Defendant correctly concedes that our courts have already largely determined that the crimes charged in this case are not identical. See State v. Warren, 309 N.C. 224, 306 S.E. 2d 446 (1983) (crime against nature is not a lesser included offense of sex*51ual offense in the second degree); State v. Weaver, 306 N.C. 629, 295 S.E. 2d 375 (1982) (indecent liberties is not a lesser included offense of statutory rape); State v. Copeland, 11 N.C. App. 516, 181 S.E. 2d 722, cert. denied, 279 N.C. 512, 183 S.E. 2d 688 (1971) (indecent liberties is not a lesser included offense of crime against nature). Clearly incest, which requires proof of a familial relationship, is not a lesser included offense of statutory rape; nor is indecent liberties, which requires proof of a sexual purpose, a lesser included offense of incest or sexual offense in the second degree. We hold that the convictions of statutory rape, taking indecent liberties with a child, and incest, all arising out of the same transaction, did not violate defendant’s rights against double jeopardy. The three are legally separate and distinct crimes, none of which is a lesser included offense of another.

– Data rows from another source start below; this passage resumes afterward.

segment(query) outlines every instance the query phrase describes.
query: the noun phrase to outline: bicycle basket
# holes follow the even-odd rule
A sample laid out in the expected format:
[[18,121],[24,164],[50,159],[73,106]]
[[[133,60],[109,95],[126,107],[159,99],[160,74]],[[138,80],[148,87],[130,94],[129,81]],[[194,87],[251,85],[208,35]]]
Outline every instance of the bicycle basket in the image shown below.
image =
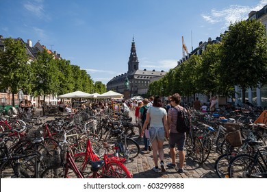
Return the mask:
[[42,152],[42,155],[45,167],[58,168],[61,166],[62,160],[59,147],[47,148]]
[[225,139],[233,147],[240,147],[242,145],[242,137],[240,130],[228,132],[225,136]]
[[120,173],[118,170],[112,170],[112,169],[105,169],[101,176],[105,178],[126,178],[127,176],[123,173]]
[[226,128],[227,133],[240,130],[241,125],[242,124],[237,123],[225,123],[223,124],[223,127]]

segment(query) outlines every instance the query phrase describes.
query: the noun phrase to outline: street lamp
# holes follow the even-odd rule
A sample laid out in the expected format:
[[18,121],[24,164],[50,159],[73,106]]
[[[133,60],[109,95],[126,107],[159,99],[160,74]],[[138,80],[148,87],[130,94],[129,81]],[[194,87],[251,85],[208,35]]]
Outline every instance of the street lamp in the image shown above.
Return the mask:
[[21,102],[22,100],[23,100],[24,93],[23,91],[23,89],[21,88],[20,91],[18,91],[18,100]]
[[2,99],[1,99],[1,101],[2,103],[2,106],[5,106],[5,103],[6,103],[6,98],[5,97],[3,97]]

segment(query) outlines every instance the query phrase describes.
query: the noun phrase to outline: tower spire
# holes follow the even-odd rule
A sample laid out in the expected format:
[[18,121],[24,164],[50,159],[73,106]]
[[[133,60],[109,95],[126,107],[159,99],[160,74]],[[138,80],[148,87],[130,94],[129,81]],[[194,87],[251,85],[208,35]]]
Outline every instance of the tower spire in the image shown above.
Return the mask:
[[133,41],[131,42],[131,53],[128,62],[128,73],[138,70],[139,62],[136,55],[136,43],[133,35]]

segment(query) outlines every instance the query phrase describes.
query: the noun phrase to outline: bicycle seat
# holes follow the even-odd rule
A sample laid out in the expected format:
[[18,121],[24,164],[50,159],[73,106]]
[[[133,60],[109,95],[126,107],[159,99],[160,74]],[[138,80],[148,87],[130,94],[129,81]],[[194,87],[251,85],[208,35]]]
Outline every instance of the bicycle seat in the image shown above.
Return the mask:
[[112,147],[112,146],[114,146],[114,144],[108,144],[107,143],[105,143],[105,142],[103,143],[103,146],[105,148],[107,148],[107,149],[108,149],[108,148],[110,148],[110,147]]
[[123,131],[120,130],[120,129],[116,129],[115,130],[112,130],[112,133],[115,135],[120,134],[123,132]]
[[32,144],[40,143],[42,141],[44,141],[44,138],[40,137],[40,138],[34,139],[34,141],[31,141],[31,143]]
[[103,160],[99,160],[99,161],[91,161],[90,160],[88,163],[89,163],[89,165],[91,165],[91,171],[92,172],[97,172],[105,165],[105,162]]

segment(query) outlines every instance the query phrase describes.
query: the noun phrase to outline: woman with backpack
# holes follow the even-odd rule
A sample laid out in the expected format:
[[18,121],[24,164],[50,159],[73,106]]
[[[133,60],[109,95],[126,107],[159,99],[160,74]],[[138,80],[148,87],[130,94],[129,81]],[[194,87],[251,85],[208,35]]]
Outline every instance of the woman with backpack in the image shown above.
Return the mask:
[[[149,108],[149,99],[144,99],[142,101],[143,106],[140,108],[139,110],[139,119],[141,119],[141,123],[142,123],[142,127],[144,126],[144,121],[146,121],[146,117],[147,117],[147,110]],[[149,128],[149,125],[147,126],[147,128]],[[143,149],[144,151],[151,151],[152,147],[151,147],[151,143],[150,143],[150,141],[149,138],[146,137],[145,134],[141,133],[141,135],[140,136],[140,137],[143,137],[144,140],[144,147]]]
[[150,141],[152,143],[153,158],[154,160],[155,167],[153,168],[154,171],[160,172],[160,169],[158,166],[158,157],[160,159],[160,167],[162,172],[166,171],[164,159],[163,142],[165,136],[168,137],[168,128],[167,123],[167,112],[162,108],[163,104],[160,97],[155,97],[153,106],[150,106],[147,112],[146,121],[144,121],[142,134],[149,125]]
[[169,168],[175,168],[176,154],[175,154],[175,144],[177,144],[179,151],[179,164],[178,167],[178,173],[183,173],[184,170],[183,162],[186,158],[186,155],[183,151],[183,147],[186,139],[186,132],[179,132],[177,130],[177,121],[178,117],[178,110],[186,110],[179,105],[181,101],[181,96],[178,93],[174,94],[171,97],[170,104],[172,108],[168,112],[168,125],[170,130],[169,145],[170,153],[172,159],[172,163],[169,163],[167,167]]

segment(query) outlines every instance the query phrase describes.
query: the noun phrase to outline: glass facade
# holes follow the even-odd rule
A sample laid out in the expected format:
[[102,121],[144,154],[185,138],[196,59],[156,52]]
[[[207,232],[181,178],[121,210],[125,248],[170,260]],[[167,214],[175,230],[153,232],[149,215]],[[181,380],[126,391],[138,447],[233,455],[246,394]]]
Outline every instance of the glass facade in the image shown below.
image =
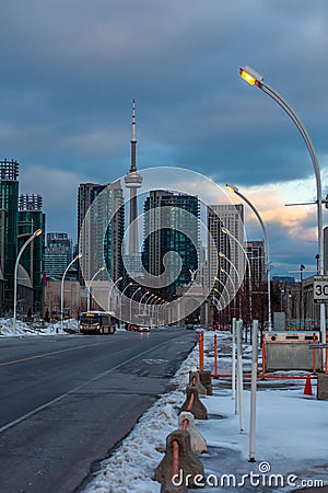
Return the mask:
[[[167,286],[157,290],[161,297],[172,300],[177,287],[191,280],[198,270],[199,259],[199,199],[196,196],[151,191],[144,203],[144,242],[142,262],[152,275],[164,273],[164,255],[169,256]],[[189,214],[186,214],[189,213]],[[180,273],[176,276],[180,267]],[[191,271],[191,272],[190,272]]]
[[42,210],[20,210],[19,211],[19,251],[25,241],[37,229],[43,230],[43,234],[35,238],[24,250],[20,264],[23,265],[30,275],[34,287],[34,303],[32,312],[40,313],[43,303],[43,273],[44,273],[44,251],[45,251],[45,215]]
[[19,163],[0,161],[0,265],[4,282],[3,308],[12,309],[17,255]]

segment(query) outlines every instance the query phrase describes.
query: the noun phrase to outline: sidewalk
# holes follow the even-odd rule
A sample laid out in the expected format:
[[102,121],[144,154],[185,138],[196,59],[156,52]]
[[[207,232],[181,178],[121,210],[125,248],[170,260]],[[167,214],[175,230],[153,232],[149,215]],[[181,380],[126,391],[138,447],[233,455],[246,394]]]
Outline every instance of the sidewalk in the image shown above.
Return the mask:
[[[231,335],[218,334],[218,369],[230,371]],[[204,369],[213,370],[213,332],[204,333]],[[251,352],[244,344],[244,371],[250,367]],[[185,400],[188,372],[198,366],[198,347],[172,381],[176,387],[163,395],[137,424],[117,451],[102,463],[102,470],[85,489],[87,493],[160,493],[154,470],[163,458],[166,436],[177,428],[178,409]],[[293,372],[294,374],[294,372]],[[208,444],[201,455],[204,466],[203,493],[292,492],[300,488],[328,485],[328,402],[304,395],[303,380],[258,382],[256,462],[249,462],[249,385],[245,385],[245,433],[239,433],[231,380],[214,379],[213,395],[202,397],[208,420],[196,421]],[[316,388],[313,385],[313,392]],[[316,483],[320,481],[320,483]],[[190,490],[191,491],[191,490]],[[321,493],[327,488],[319,488]],[[314,493],[315,490],[311,490]]]

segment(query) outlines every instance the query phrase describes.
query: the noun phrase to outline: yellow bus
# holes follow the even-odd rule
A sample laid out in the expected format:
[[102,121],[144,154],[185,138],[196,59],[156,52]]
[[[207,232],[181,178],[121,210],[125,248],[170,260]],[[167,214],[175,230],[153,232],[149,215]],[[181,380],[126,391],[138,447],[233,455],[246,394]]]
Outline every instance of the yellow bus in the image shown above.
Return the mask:
[[80,314],[81,334],[114,334],[117,319],[110,311],[83,311]]

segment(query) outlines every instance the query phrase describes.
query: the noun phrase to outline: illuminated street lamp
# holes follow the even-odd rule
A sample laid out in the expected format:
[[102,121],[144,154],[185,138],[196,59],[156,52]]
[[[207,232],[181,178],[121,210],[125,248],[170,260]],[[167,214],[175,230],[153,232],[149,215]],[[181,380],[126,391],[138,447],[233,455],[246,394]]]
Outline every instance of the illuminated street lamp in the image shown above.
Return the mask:
[[96,276],[101,272],[105,271],[105,268],[106,267],[104,265],[101,268],[98,268],[97,272],[95,272],[94,275],[92,276],[90,285],[87,286],[87,311],[90,311],[90,301],[91,301],[91,297],[92,297],[92,294],[91,294],[91,291],[92,291],[92,283],[94,282],[94,279],[96,278]]
[[13,295],[13,320],[12,320],[12,331],[15,334],[16,333],[16,309],[17,309],[17,272],[19,272],[19,264],[21,256],[26,249],[26,246],[36,238],[39,237],[43,233],[42,229],[37,229],[34,231],[34,233],[31,234],[31,237],[25,241],[23,246],[21,248],[16,262],[15,262],[15,268],[14,268],[14,295]]
[[[61,283],[60,283],[60,332],[63,332],[63,280],[65,277],[68,273],[68,271],[70,270],[70,267],[73,265],[73,263],[79,260],[82,259],[82,253],[79,253],[79,255],[77,255],[66,267],[62,277],[61,277]],[[56,329],[56,332],[58,333],[58,329]]]
[[[305,145],[308,149],[315,177],[316,177],[316,187],[317,187],[317,228],[318,228],[318,274],[324,275],[324,234],[323,234],[323,191],[321,191],[321,176],[320,176],[320,169],[318,164],[318,160],[314,150],[314,146],[312,144],[312,140],[306,131],[306,128],[304,127],[302,121],[298,118],[294,110],[290,106],[290,104],[269,84],[267,84],[263,80],[263,77],[258,73],[253,68],[246,66],[239,68],[239,73],[246,82],[248,82],[250,85],[257,85],[259,89],[261,89],[266,94],[268,94],[270,98],[272,98],[276,103],[279,104],[279,106],[282,107],[282,110],[289,115],[289,117],[292,119],[292,122],[297,127],[300,134],[302,135]],[[321,341],[326,341],[326,310],[325,305],[320,303],[320,331],[321,331]],[[323,364],[324,367],[326,365],[326,352],[323,352]]]
[[242,194],[242,192],[239,192],[239,190],[234,186],[234,185],[225,185],[226,188],[229,190],[229,192],[232,192],[236,195],[238,195],[238,197],[241,197],[244,202],[246,202],[246,204],[251,208],[251,210],[254,211],[254,214],[256,215],[262,231],[263,231],[263,237],[265,237],[265,242],[266,242],[266,256],[267,256],[267,283],[268,283],[268,329],[269,331],[272,329],[272,317],[271,317],[271,268],[270,268],[270,245],[269,245],[269,238],[267,234],[267,229],[265,227],[265,223],[262,221],[261,216],[259,215],[258,210],[256,209],[256,207],[251,204],[251,202],[245,197],[245,195]]
[[127,286],[124,288],[124,290],[122,290],[121,294],[120,294],[120,302],[119,302],[119,328],[121,328],[121,306],[122,306],[122,297],[124,297],[124,294],[126,293],[126,290],[127,290],[130,286],[132,286],[132,284],[133,284],[133,283],[127,284]]
[[110,311],[110,307],[112,307],[112,293],[113,289],[115,288],[115,286],[122,280],[122,277],[119,277],[118,279],[115,280],[115,283],[113,284],[113,286],[110,287],[109,291],[108,291],[108,311]]

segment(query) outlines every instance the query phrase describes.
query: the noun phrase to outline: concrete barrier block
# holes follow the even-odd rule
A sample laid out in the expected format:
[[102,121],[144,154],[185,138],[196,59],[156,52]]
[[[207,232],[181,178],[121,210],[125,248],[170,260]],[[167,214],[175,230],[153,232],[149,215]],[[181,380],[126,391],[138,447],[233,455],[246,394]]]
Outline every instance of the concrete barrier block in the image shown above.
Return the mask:
[[197,389],[192,386],[187,386],[186,394],[186,400],[183,403],[179,412],[181,413],[183,411],[188,411],[189,413],[192,413],[197,420],[207,420],[208,410],[199,400]]
[[[173,479],[173,442],[179,445],[178,478]],[[161,493],[187,492],[195,488],[195,478],[204,477],[203,465],[191,449],[190,434],[185,429],[175,429],[166,437],[166,452],[155,470],[155,480],[162,483]],[[181,490],[178,490],[181,488]]]
[[328,401],[328,374],[318,374],[317,399]]
[[187,420],[188,424],[187,429],[190,435],[191,448],[195,454],[207,454],[208,446],[206,439],[201,436],[201,434],[195,427],[195,417],[194,414],[188,413],[187,411],[183,411],[178,416],[178,427],[181,429],[184,427],[184,422]]
[[195,387],[198,390],[198,393],[202,393],[203,395],[208,393],[207,389],[200,381],[200,371],[197,370],[189,371],[189,386]]
[[199,379],[200,379],[200,382],[206,388],[207,394],[213,395],[211,371],[209,371],[209,370],[199,371]]

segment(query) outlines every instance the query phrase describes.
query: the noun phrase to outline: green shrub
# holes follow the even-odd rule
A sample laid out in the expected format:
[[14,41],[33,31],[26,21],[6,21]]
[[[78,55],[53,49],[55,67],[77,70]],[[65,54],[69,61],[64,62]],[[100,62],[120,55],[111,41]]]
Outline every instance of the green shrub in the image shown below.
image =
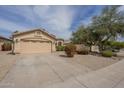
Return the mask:
[[87,48],[81,48],[79,50],[77,50],[78,54],[82,54],[82,55],[87,55],[89,54],[89,50]]
[[102,52],[102,56],[104,57],[112,57],[113,56],[113,52],[110,50],[105,50]]
[[64,51],[64,46],[56,46],[56,51]]
[[10,51],[12,49],[11,43],[4,43],[2,45],[2,51]]
[[68,44],[65,46],[65,53],[68,57],[73,57],[76,51],[76,46],[74,44]]

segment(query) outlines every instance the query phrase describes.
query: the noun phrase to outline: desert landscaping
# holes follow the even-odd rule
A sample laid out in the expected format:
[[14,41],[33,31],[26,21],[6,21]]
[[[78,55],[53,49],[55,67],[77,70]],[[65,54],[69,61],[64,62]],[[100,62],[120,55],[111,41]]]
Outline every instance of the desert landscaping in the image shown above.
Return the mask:
[[64,52],[0,53],[0,87],[86,87],[75,78],[109,67],[122,59],[78,54],[68,58]]

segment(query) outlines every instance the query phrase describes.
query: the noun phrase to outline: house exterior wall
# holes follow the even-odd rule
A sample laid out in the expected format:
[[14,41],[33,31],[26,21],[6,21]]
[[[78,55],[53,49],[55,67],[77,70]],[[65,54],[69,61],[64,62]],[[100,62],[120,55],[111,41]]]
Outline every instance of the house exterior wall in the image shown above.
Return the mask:
[[10,43],[10,44],[11,44],[12,41],[7,40],[7,39],[0,38],[0,51],[2,51],[2,45],[3,45],[4,43]]
[[[34,38],[37,38],[37,37],[44,38],[44,39],[47,39],[47,40],[51,41],[51,43],[43,42],[42,43],[43,45],[42,45],[42,44],[36,42],[35,43],[35,44],[37,44],[37,46],[36,46],[33,43],[31,44],[30,41],[29,42],[21,41],[21,39],[33,38],[33,37]],[[56,49],[55,49],[56,40],[51,38],[50,36],[45,35],[41,31],[33,31],[31,33],[25,33],[25,34],[22,34],[22,35],[14,36],[13,39],[14,39],[14,52],[15,53],[24,53],[24,52],[29,52],[29,51],[30,51],[30,53],[33,53],[33,51],[34,51],[33,48],[37,48],[37,50],[39,50],[39,52],[41,52],[40,51],[41,49],[38,46],[43,46],[42,48],[44,48],[44,49],[42,49],[42,52],[48,52],[47,49],[49,49],[49,47],[52,47],[52,51],[56,51]],[[31,47],[28,47],[27,51],[22,50],[22,48],[26,48],[27,46],[31,46]]]
[[63,46],[64,45],[64,41],[63,40],[57,40],[56,41],[56,46],[59,46],[59,43],[61,42],[61,46]]

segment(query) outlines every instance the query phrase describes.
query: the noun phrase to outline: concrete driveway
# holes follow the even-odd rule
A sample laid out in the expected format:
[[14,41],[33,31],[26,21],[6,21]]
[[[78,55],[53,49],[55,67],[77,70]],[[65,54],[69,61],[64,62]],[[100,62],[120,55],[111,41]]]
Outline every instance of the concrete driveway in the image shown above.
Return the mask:
[[84,87],[74,77],[89,71],[85,66],[70,64],[48,53],[21,55],[0,82],[0,87],[52,87],[61,82],[67,82],[65,87]]
[[[108,64],[109,62],[107,61],[110,61],[109,59],[101,58],[102,60],[104,59],[102,63],[97,60],[97,57],[93,61],[90,55],[66,58],[62,55],[59,56],[60,54],[20,55],[16,64],[10,69],[5,78],[0,81],[0,87],[95,87],[92,85],[95,84],[93,82],[97,82],[97,80],[100,82],[100,78],[95,77],[97,76],[96,71],[99,71],[96,68],[100,68],[101,64],[104,67],[106,66],[105,63]],[[87,65],[86,62],[84,62],[85,64],[80,64],[81,59],[79,58],[82,57],[91,58],[92,67]],[[77,60],[76,62],[75,59]],[[96,62],[98,66],[94,68],[93,63],[96,64]],[[88,75],[91,73],[94,73],[92,76],[97,80]],[[100,86],[99,83],[96,83],[96,85],[96,87]]]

By the same token, we hold that crime against nature, taking indecent liberties with a child, and sexual offense in the second degree are legally separate and distinct crimes and that convictions for all three crimes arising out of the same transaction did not place defendant in double jeopardy.
No error.
. In keeping with the practice established by this Court in recent cases, the names of the two minor victims have been deleted throughout this opinion to spare them further embarrassment.